Development and Operations should work better together to achieve agile working methods in everyday business - the key word is accordingly DevOps. However, some important rules must be observed here. You can find out what these rules, useful tips and tricks there are on the subject in the following blog post.

New Relic

Introduction: A Tsunami of Complexity

Now that DevOps has gone mainstream and organizations that embrace it are seeing repeated and growing success, it’s time to acknowledge the emergence of a serious consequence of DevOps and cloud native technologies and techniques: the growing tsunami of complexity beginning to bear down on organizations as they adopt microservices, serverless, containers, and other approaches and technologies in the cloud. This doesn’t mean that DevOps and cloud native approaches are bad; on the contrary, the benefits of both far outweigh the cost of complexity. The point is that complexity creates risk that organizations must take steps to mitigate before it negatively impacts IT and business outcomes. DevOps-committed companies that have not yet acquired the skills, best practices, and tools for this next phase of modern application development will find it extremely difficult to continue meeting their application performance and availability goals.

Long live DevOps!

In its “ State of DevOps 2019” report, DevOps Research and Assessment (DORA) states, “Many analysts are reporting the industry has ‘crossed the chasm’ with regards to DevOps and technology transformation, and our analysis this year confirms these observations. Industry velocity is increasing and speed and stability are both possible, with shifts to cloud technologies fueling this acceleration.” While DORA’s report calls out cloud as fueling speed and stability, its analysis shows that the use of cloud computing is also predictive of software delivery performance and availability. The highest performing teams in the DORA report were 24 times more likely than low performers to execute on all five capabilities of cloud computing as defined by the National Institute of Standards and Technology (NIST).

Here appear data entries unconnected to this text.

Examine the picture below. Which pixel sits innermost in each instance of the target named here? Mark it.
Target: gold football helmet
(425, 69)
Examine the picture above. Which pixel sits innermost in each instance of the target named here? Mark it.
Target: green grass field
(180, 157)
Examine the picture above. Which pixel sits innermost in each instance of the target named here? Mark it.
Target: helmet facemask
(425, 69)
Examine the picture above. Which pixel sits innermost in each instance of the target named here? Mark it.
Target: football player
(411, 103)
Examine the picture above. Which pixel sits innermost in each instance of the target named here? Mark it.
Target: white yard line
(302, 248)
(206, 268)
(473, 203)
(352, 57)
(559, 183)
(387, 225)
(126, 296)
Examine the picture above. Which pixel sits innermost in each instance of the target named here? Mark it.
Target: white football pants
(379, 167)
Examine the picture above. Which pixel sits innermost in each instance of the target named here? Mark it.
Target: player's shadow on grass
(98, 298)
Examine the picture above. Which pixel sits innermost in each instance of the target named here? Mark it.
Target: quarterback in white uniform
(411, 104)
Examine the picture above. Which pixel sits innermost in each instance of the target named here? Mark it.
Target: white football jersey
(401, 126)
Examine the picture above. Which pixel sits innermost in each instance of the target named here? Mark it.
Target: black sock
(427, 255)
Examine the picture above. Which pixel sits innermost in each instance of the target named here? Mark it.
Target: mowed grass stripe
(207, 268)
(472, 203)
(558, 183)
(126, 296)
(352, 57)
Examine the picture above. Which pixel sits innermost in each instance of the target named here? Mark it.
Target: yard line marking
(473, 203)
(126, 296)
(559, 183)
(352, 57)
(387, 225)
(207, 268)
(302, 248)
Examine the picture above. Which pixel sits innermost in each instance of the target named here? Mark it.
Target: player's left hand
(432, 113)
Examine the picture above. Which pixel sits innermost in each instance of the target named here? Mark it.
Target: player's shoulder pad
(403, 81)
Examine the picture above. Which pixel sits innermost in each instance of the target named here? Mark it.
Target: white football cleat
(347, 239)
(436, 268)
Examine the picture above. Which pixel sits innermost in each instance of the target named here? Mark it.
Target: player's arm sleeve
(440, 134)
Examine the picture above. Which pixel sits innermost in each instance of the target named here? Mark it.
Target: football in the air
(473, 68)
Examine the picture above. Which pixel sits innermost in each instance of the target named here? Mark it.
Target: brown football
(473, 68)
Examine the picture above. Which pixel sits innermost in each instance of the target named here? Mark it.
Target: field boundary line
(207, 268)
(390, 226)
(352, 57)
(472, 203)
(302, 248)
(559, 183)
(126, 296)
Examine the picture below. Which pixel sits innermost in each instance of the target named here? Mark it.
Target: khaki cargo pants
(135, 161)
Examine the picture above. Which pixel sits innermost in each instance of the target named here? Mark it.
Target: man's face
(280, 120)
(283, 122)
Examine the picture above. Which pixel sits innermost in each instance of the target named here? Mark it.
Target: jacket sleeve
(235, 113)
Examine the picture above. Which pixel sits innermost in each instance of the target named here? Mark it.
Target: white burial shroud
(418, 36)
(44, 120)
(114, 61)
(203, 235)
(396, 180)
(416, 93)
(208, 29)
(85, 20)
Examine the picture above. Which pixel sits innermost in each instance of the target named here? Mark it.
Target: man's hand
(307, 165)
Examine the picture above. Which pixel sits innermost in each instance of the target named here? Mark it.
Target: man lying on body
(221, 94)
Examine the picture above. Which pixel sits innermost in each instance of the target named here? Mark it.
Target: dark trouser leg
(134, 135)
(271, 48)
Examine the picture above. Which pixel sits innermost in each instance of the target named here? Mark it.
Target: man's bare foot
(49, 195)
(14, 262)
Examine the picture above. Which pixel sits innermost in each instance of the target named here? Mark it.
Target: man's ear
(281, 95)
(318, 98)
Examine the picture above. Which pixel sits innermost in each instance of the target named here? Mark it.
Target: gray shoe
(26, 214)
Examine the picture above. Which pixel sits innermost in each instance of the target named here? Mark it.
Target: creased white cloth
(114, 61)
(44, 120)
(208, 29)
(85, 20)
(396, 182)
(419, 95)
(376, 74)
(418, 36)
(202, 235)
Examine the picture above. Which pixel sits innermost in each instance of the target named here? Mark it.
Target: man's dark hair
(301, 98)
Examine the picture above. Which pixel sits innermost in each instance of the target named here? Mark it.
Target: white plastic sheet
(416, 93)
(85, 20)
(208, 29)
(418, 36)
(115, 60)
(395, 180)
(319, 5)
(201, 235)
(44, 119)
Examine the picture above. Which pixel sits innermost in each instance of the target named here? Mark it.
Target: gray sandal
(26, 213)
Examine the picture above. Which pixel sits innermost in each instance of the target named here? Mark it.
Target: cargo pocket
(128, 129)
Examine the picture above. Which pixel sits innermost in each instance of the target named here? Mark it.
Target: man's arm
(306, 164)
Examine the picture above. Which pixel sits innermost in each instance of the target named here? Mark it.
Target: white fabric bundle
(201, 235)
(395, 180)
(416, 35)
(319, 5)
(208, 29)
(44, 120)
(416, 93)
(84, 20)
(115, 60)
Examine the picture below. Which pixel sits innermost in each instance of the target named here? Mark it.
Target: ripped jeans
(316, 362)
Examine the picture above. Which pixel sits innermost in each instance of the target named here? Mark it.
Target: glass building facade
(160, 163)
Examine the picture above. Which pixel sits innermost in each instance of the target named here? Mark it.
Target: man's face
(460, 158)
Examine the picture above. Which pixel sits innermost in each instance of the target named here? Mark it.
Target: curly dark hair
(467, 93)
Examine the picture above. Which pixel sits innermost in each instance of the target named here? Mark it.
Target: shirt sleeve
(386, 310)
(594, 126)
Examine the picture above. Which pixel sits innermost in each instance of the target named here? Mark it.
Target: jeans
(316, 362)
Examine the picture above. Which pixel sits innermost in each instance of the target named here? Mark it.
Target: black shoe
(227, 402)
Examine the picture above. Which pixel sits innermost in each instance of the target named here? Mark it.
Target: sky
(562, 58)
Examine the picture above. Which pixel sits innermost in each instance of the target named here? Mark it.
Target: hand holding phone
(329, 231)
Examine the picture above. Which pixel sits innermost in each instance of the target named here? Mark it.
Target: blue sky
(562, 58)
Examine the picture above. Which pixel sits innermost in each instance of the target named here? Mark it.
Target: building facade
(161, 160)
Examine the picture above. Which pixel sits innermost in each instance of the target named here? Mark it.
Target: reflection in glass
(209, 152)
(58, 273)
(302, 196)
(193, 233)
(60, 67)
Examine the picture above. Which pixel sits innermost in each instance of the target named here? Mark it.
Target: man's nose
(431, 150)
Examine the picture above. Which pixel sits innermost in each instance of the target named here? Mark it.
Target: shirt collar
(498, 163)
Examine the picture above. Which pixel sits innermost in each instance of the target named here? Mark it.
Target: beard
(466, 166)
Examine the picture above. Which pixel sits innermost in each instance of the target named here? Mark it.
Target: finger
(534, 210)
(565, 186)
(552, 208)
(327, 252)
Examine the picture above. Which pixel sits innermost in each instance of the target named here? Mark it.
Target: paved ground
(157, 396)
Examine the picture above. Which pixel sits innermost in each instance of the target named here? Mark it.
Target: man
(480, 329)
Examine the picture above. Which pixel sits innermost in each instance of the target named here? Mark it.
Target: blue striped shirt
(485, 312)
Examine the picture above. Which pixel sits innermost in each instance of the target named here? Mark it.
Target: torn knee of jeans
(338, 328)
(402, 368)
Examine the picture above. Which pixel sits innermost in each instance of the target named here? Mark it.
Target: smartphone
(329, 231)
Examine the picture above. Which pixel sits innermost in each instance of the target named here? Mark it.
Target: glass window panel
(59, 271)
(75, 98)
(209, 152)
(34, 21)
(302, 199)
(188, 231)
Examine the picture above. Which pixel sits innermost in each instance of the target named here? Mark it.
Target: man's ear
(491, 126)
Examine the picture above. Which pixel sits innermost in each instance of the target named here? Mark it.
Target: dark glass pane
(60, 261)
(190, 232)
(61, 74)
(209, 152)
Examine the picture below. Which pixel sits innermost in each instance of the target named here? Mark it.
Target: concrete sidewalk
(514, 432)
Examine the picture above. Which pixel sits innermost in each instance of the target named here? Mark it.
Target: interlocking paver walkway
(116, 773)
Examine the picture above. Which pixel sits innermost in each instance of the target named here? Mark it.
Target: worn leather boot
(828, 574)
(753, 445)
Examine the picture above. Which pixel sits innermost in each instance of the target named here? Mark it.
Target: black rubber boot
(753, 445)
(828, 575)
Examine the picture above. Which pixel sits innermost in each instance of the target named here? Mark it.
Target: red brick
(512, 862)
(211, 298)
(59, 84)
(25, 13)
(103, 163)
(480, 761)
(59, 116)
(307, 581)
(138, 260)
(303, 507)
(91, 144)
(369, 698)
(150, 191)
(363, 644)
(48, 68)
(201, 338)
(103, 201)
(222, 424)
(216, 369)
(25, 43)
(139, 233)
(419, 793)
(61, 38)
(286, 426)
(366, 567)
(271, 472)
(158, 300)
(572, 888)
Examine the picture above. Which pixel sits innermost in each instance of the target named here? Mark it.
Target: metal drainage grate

For instance, cloud computing on AWS enables engineers to create self-service methods for provisioning infrastructure through the AWS Service Catalog. Developers can quickly try new things, fail fast, and get new products to market faster - without having to wait for services to be provisioned for them. Fully managed services help teams take advantage of AWS resources, while automation in the form of AWS Developer Tools helps them do so more quickly and efficiently.

The Roles in DevOps Originally, roles and responsibilities within DevOps were more distinct:

Dev: Engineers own their applications end-to-end, including infrastructure, provisioning, capacity, and more.
Ops: Engineers use dev-like tools to manage their infrastructure, including monitoring and automation/scripting.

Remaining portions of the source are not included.